Perform general troubleshooting around the identified namespace.
And, I will also share my presentation from that talk at the end of the post.
Let’s dive right in. If you run both L3 + DHCP services on the same node, you should enable namespaces to avoid conflicts with routes:
Use_namespaces=True
To disable namespaces, make sure the neutron.conf used by the neutron-server has the following setting:
allow_overlapping_ips=False
And that the dhcp_agent.ini and l3_agent.ini have the following setting:
use_namespaces=False
How are namespaces implemented in Neutron and how do we recognize them? Let us begin by stating the following 2 very important facts:
Every l2-agent/private network has an associated dhcp namespace and
Every l3-agent/router has an associated router namespace.

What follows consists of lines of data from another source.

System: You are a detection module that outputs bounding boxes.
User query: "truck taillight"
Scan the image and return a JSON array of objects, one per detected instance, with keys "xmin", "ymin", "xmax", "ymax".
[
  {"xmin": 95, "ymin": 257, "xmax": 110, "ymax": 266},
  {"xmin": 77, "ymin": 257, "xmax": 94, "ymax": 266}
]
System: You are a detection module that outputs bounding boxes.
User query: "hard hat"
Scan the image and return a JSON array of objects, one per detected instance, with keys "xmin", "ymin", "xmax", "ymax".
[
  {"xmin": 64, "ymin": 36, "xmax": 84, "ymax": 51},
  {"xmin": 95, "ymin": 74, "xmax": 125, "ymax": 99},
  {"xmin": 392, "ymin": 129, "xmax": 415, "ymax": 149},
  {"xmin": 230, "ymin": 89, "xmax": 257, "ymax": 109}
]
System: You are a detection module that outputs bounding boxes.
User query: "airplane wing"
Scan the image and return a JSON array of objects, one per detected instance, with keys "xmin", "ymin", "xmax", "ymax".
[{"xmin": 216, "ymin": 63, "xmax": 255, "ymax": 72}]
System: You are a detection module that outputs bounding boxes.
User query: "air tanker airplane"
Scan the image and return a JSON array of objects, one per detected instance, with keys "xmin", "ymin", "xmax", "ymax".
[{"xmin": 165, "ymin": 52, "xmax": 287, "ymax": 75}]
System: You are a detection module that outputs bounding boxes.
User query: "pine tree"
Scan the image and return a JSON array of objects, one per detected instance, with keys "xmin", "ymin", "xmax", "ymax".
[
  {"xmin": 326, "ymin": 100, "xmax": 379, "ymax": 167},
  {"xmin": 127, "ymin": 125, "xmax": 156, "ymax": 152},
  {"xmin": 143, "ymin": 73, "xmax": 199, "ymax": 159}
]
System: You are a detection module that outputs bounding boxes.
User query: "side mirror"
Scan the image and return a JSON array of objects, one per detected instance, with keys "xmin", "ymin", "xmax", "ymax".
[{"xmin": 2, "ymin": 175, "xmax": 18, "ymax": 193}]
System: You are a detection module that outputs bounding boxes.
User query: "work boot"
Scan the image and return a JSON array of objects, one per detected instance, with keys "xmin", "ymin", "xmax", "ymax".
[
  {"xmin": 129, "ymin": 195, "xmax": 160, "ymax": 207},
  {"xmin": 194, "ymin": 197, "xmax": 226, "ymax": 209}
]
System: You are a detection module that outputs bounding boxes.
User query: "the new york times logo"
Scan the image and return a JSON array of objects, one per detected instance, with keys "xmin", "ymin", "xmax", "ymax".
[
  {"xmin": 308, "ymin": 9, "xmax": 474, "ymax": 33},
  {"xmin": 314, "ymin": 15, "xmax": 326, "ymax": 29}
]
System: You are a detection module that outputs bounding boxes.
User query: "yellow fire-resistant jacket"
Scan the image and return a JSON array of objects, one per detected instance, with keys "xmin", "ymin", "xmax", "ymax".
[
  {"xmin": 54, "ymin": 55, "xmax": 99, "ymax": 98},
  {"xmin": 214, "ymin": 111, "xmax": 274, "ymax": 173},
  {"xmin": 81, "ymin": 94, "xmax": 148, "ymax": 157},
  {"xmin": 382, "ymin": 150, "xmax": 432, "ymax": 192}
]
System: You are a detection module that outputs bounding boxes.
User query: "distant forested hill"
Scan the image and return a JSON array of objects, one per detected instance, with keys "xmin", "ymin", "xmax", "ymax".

OK, but how are namespaces named? A network namespace starts with dhcp-
followed by the ID of the network. Similarly, a router namespace starts with qrouter-
followed by the ID of the router. For example:
stack@vmnet-mn:~$ sudo ip netns list
qdhcp-eb2367bd-6e43-4de7-a0ab-d58ebf6e7dc0
qrouter-4adef4a5-1122-49b8-9da2-3cbf803c44dd
The above namespace listing is for a simple network consisting of a single private network and a single router. To help our understanding of this simple network, let us use the following illustration in Figure 1.

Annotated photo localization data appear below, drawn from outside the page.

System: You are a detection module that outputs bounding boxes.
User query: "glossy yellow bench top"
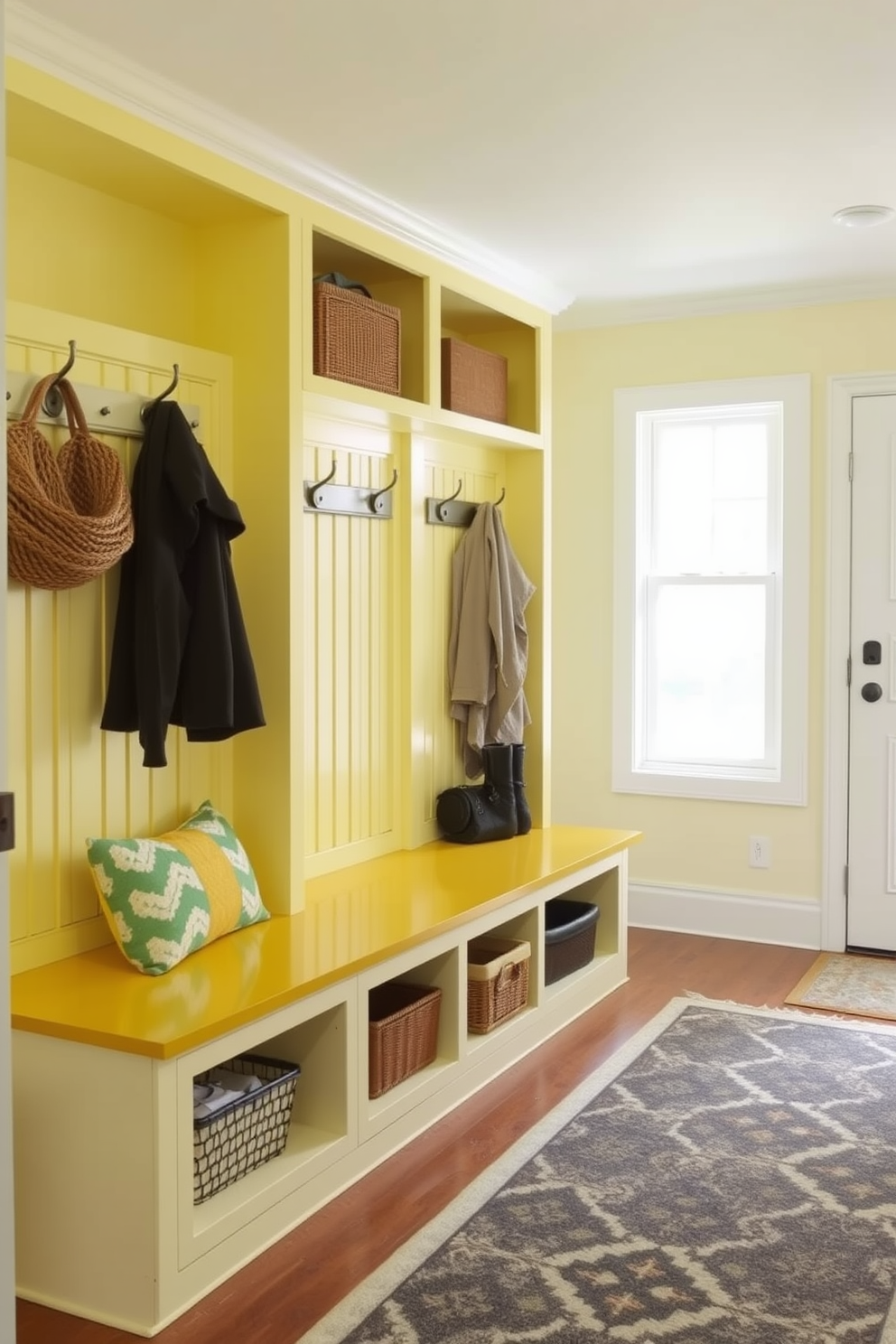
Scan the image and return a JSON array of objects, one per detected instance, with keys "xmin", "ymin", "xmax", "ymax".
[{"xmin": 11, "ymin": 826, "xmax": 640, "ymax": 1059}]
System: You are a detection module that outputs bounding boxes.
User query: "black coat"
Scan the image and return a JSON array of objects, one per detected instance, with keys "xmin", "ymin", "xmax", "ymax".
[{"xmin": 102, "ymin": 402, "xmax": 265, "ymax": 766}]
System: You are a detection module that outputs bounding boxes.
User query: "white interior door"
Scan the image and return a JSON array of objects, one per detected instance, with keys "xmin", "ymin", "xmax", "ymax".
[{"xmin": 846, "ymin": 395, "xmax": 896, "ymax": 952}]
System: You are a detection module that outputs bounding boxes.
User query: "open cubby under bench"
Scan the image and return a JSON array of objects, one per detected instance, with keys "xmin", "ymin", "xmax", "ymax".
[{"xmin": 12, "ymin": 826, "xmax": 639, "ymax": 1336}]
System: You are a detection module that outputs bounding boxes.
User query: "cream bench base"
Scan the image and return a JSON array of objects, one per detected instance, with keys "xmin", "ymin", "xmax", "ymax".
[{"xmin": 12, "ymin": 828, "xmax": 638, "ymax": 1336}]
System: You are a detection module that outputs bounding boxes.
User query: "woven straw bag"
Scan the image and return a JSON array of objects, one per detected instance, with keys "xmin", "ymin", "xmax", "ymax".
[{"xmin": 6, "ymin": 374, "xmax": 135, "ymax": 589}]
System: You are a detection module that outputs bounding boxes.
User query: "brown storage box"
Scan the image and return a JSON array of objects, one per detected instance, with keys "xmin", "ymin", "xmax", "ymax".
[
  {"xmin": 442, "ymin": 336, "xmax": 507, "ymax": 425},
  {"xmin": 466, "ymin": 937, "xmax": 532, "ymax": 1035},
  {"xmin": 367, "ymin": 980, "xmax": 442, "ymax": 1098},
  {"xmin": 314, "ymin": 281, "xmax": 402, "ymax": 397}
]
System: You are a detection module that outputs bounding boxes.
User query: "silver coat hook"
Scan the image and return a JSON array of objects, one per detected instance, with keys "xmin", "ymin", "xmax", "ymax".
[
  {"xmin": 308, "ymin": 458, "xmax": 336, "ymax": 508},
  {"xmin": 435, "ymin": 481, "xmax": 463, "ymax": 523},
  {"xmin": 370, "ymin": 468, "xmax": 397, "ymax": 513},
  {"xmin": 43, "ymin": 340, "xmax": 78, "ymax": 415}
]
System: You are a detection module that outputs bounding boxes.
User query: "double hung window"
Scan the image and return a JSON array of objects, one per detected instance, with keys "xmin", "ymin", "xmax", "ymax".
[{"xmin": 612, "ymin": 377, "xmax": 808, "ymax": 804}]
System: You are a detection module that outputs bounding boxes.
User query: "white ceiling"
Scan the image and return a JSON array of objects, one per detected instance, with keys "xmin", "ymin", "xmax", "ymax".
[{"xmin": 5, "ymin": 0, "xmax": 896, "ymax": 325}]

Figure 1 Illustration of a simple network with router and DHCP namespaces
Figure 1 illustrates how a tenant network is constructed with router and dhcp namespaces. A single virtual machine (VM1) is attached for illustration purposes. For each tenant, as networks are created, similar network topologies will be created. In figure 1, we make the following observations:
Data center network is the external network by which packets exit to the internet.
The router with IP address 10.0.0.1 connects the tenant network with the data center network? It has an associated router namespace so that the tenant routing tables are isolated from every other tenant in the OpenStack deployment.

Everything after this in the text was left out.